CODALAB
The Codalab project aims to meet the needs of companies and research laboratories and scale up to organize scientific and technical challenges integrating big data from industrial sectors such as health, energy, ecology, resource management, security, and other economic and societal aspects. The CodaLab competitions platform and its new version Codabench are powerful open source frameworks for running scientific competitions and benchmarks, which involve result or code submission. You can either participate in an existing competition (or benchmark) or host one.

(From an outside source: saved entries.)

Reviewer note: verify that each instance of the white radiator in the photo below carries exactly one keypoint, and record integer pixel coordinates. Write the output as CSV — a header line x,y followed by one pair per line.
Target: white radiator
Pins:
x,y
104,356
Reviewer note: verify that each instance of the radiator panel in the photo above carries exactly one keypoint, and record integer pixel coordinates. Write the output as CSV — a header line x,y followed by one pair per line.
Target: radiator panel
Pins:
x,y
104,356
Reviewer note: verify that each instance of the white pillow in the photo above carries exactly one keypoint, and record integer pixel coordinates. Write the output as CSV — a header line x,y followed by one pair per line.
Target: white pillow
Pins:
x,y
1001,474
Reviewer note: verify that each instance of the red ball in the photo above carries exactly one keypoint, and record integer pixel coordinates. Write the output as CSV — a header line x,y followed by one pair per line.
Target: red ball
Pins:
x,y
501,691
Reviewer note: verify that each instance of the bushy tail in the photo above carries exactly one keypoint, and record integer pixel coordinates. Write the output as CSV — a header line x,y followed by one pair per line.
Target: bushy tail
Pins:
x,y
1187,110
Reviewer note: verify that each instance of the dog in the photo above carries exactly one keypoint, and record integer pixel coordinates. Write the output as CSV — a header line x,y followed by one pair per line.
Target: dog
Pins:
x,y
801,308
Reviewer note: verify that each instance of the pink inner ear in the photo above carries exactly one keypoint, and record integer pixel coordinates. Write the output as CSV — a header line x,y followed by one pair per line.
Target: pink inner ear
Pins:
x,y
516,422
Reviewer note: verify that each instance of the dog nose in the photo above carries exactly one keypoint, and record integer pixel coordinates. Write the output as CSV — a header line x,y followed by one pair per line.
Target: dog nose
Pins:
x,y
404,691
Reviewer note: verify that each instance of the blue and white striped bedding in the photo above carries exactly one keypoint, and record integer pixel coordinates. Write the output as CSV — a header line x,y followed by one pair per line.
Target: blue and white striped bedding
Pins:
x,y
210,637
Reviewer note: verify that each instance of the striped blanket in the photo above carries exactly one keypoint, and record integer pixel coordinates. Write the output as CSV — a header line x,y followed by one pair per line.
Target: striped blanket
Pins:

With Anne-Catherine Letournel, Adrien Pavao, and Ihsan Ullah, we administer the public instance of Codalab competitions at Université Paris-Saclay, and animate the underlying open-source project. More information ...
Adrien and Ihsan just started their own consulting company to organize challenges!
The community is rapidly growing and the public instance hosted at LISN, Université Paris-Saclay, averages 50 new competitions per month.
Why organizing challenges?
In the rapidly evolving field of computing, machine learning (Data-Driven Artificial Intelligence) stands out as an influential field, transforming many aspects of our lives, improving efficiency and productivity, opening new opportunities for innovation and complex problem solving, and contributes to improving the quality of life of individuals globally. Recent applications include: improving decision-making, particularly useful in fields like finance and medicine; helping to combat climate change by optimizing the use of resources; personalizing the customer experience in e-commerce, banking, and other industries; improving security and preventing fraud; and improving accessibility for people with disabilities, for example, through voice recognition systems, visual aids for the visually impaired, and other assistive technologies.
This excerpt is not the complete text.